I don't see any evidence that reducing the max trace length is beneficial, nor that the optimizer makes things worse.

PS. The JIT numbers I reported above show that the JIT has a slight positive effect for nbody:

  • JIT: Mean +- std dev: 54.0 ms +- 0.4 ms

Before I let it rest I'll have a look at whether the optimizer does much for the nbody benchmark.

A quick analysis shows that the optimizer removed a bunch of _GUARD_BOTH_FLOAT and their corresponding side exits. Where the optimized list is 193, the unoptimized (but still peepholed) list has 215 entries, including stubs.
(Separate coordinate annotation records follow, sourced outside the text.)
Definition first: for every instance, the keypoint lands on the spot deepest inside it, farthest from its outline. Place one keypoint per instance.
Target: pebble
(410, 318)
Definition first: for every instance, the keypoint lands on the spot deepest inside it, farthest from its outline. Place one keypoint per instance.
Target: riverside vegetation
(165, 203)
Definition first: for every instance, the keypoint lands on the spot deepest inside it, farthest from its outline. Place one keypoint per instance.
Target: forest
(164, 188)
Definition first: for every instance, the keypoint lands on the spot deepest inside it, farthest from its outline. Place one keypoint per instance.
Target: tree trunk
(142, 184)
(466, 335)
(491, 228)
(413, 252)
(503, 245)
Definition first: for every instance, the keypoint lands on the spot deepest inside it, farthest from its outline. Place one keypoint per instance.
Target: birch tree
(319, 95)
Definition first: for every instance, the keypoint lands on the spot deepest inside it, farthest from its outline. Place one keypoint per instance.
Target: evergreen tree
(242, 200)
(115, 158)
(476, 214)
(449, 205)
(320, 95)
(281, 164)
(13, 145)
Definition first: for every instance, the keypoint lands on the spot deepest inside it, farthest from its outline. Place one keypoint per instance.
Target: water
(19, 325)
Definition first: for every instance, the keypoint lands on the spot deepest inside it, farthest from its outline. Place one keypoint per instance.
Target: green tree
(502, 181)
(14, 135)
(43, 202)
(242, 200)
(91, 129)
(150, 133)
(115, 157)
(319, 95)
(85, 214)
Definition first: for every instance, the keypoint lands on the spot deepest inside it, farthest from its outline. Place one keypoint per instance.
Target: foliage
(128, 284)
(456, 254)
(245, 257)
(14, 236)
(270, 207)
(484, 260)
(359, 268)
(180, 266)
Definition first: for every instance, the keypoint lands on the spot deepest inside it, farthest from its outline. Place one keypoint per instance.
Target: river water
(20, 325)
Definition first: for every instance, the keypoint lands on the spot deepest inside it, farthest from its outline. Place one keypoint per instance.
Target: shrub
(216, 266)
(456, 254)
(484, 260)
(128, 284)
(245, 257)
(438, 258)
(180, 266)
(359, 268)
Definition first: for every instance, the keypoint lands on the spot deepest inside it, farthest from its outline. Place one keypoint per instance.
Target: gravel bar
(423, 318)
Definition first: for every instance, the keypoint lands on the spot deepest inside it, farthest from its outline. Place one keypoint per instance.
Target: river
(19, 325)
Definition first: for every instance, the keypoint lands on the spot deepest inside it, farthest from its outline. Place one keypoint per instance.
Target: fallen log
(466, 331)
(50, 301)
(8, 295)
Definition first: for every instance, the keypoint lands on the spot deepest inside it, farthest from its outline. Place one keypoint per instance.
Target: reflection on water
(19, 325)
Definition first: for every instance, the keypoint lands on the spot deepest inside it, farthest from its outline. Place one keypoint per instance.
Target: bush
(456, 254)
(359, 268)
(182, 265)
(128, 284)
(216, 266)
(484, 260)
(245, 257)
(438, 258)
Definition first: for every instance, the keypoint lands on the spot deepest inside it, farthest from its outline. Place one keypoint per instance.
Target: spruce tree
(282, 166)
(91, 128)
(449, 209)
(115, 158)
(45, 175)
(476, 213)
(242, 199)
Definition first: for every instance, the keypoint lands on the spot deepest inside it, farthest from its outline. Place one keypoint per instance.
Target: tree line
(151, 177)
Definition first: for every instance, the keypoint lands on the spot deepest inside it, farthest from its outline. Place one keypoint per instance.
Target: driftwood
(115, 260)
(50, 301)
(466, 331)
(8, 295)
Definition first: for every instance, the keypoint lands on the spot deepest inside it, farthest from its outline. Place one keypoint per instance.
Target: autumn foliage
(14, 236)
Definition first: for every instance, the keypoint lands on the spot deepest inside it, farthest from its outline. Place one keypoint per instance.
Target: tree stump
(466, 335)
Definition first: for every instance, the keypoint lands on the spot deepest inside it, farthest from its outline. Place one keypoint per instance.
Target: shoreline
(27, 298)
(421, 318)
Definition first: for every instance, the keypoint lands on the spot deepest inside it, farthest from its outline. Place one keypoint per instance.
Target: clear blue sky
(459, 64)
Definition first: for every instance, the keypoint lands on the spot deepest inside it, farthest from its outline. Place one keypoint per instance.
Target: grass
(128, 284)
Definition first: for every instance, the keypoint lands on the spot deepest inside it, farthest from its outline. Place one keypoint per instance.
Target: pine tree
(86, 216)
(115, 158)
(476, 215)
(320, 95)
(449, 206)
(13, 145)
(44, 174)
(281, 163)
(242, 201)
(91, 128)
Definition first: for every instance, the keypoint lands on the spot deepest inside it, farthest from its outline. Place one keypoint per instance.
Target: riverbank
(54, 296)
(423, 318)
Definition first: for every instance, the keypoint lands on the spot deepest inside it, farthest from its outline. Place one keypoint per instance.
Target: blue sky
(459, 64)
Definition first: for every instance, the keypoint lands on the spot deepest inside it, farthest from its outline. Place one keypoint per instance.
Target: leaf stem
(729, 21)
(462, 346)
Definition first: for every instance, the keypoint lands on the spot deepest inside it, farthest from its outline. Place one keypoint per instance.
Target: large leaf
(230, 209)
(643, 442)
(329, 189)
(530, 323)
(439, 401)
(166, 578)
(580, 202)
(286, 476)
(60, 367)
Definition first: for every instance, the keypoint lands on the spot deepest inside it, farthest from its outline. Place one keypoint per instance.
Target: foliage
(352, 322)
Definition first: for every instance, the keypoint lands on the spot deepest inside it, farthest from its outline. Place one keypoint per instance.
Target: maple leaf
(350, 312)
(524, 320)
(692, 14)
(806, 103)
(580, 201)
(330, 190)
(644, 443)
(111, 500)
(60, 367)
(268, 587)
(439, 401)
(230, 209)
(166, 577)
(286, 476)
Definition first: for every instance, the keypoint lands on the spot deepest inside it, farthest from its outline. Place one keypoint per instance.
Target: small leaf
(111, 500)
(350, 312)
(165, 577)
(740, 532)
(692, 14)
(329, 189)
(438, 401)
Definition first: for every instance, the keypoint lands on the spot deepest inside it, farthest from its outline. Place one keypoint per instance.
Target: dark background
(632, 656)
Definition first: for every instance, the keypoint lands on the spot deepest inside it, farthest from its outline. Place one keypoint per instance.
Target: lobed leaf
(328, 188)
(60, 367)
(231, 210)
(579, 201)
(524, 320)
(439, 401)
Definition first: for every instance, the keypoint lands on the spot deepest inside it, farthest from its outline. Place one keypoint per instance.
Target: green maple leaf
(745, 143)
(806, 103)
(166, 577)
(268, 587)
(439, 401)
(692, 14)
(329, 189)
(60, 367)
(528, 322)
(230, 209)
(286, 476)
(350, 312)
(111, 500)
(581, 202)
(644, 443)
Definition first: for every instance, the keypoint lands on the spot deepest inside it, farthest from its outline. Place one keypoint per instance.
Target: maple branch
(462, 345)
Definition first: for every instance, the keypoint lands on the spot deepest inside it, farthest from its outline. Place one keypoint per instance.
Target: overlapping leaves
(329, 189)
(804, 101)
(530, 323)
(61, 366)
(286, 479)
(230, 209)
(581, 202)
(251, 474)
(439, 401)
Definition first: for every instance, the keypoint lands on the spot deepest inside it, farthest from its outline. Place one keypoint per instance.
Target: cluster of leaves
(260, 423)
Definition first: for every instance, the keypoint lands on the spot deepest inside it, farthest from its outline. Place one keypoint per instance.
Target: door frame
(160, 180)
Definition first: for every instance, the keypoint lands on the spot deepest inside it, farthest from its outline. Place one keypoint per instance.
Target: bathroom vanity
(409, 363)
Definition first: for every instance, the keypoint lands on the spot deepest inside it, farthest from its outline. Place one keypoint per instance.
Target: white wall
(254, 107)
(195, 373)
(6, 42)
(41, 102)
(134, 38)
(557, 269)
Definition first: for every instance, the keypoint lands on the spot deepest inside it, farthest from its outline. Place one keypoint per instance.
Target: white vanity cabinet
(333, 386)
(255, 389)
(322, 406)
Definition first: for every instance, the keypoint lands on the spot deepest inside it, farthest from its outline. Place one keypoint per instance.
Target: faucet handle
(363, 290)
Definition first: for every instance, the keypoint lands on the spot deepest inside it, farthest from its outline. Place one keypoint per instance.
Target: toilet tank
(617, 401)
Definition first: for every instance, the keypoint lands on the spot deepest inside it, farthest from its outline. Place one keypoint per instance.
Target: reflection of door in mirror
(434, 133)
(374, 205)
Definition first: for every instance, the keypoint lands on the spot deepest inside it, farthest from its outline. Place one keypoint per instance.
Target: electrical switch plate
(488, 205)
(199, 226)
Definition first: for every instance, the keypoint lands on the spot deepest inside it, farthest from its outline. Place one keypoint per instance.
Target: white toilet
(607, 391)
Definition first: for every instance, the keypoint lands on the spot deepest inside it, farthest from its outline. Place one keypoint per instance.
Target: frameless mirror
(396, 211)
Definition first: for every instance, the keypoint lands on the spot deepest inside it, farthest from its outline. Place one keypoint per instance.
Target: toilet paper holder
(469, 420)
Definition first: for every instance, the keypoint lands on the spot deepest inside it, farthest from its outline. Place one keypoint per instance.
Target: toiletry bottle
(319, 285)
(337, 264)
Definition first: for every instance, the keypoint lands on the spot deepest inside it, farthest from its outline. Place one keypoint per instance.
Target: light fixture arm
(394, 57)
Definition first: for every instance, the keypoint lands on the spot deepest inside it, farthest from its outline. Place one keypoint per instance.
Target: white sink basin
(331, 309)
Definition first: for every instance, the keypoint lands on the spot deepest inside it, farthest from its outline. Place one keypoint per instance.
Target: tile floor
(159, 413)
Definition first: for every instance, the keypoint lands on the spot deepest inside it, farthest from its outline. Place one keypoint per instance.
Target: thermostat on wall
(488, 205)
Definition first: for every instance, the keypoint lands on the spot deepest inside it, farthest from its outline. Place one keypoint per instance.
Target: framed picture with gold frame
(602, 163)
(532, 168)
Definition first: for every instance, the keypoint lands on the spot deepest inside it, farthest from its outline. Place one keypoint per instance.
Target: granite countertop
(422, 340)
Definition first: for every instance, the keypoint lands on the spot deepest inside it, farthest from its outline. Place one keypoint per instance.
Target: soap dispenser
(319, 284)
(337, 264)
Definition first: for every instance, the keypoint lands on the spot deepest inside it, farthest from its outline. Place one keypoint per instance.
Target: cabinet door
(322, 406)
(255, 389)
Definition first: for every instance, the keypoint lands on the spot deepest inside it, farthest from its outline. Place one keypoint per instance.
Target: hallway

So the optimizer does its job!

  • Modified: with the CHECK_EVAL_BREAKER() commented out in _JUMP_TO_TOP, and running make regen-cases

Oof, sorry. _JUMP_TO_TOP is handled as a special case in the JIT. So you'd actually need to comment out the eval breaker check in template.c and rebuild the JIT to actually skip it.

Okay, will try that.

JIT with this diff (and everything else unchanged):

diff --git a/Tools/jit/template.c b/Tools/jit/template.c
index 351bc2f3dd4..1b5ddf98565 100644
--- a/Tools/jit/template.c
+++ b/Tools/jit/template.c
@@ -97,7 +97,7 @@ _JIT_ENTRY(_PyInterpreterFrame *frame, PyObject **stack_pointer, PyThreadState *
 
     // The actual instruction definitions (only one will be used):
     if (opcode == _JUMP_TO_TOP) {
-        CHECK_EVAL_BREAKER();
+        // CHECK_EVAL_BREAKER();
         PATCH_JUMP(_JIT_TOP);
     }
     switch (opcode) {

First and second run (same setup):

  • Mean +- std dev: 52.9 ms +- 0.9 ms
  • Mean +- std dev: 52.3 ms +- 1.0 ms

With the eval breaker enabled (the patch removed, expected to be slightly slower), two runs:

  • Mean +- std dev: 53.0 ms +- 0.7 ms
  • Mean +- std dev: 52.7 ms +- 0.7 ms

That doesn't look like it made a difference (for nbody).

I'm guessing that there's enough "meat" in even the innermost loop in nbody that checking a few bits in tstate->eval_breaker doesn't matter. I will stop losing sleep over this one. (But we should still fix the two bugs linking to this issue.)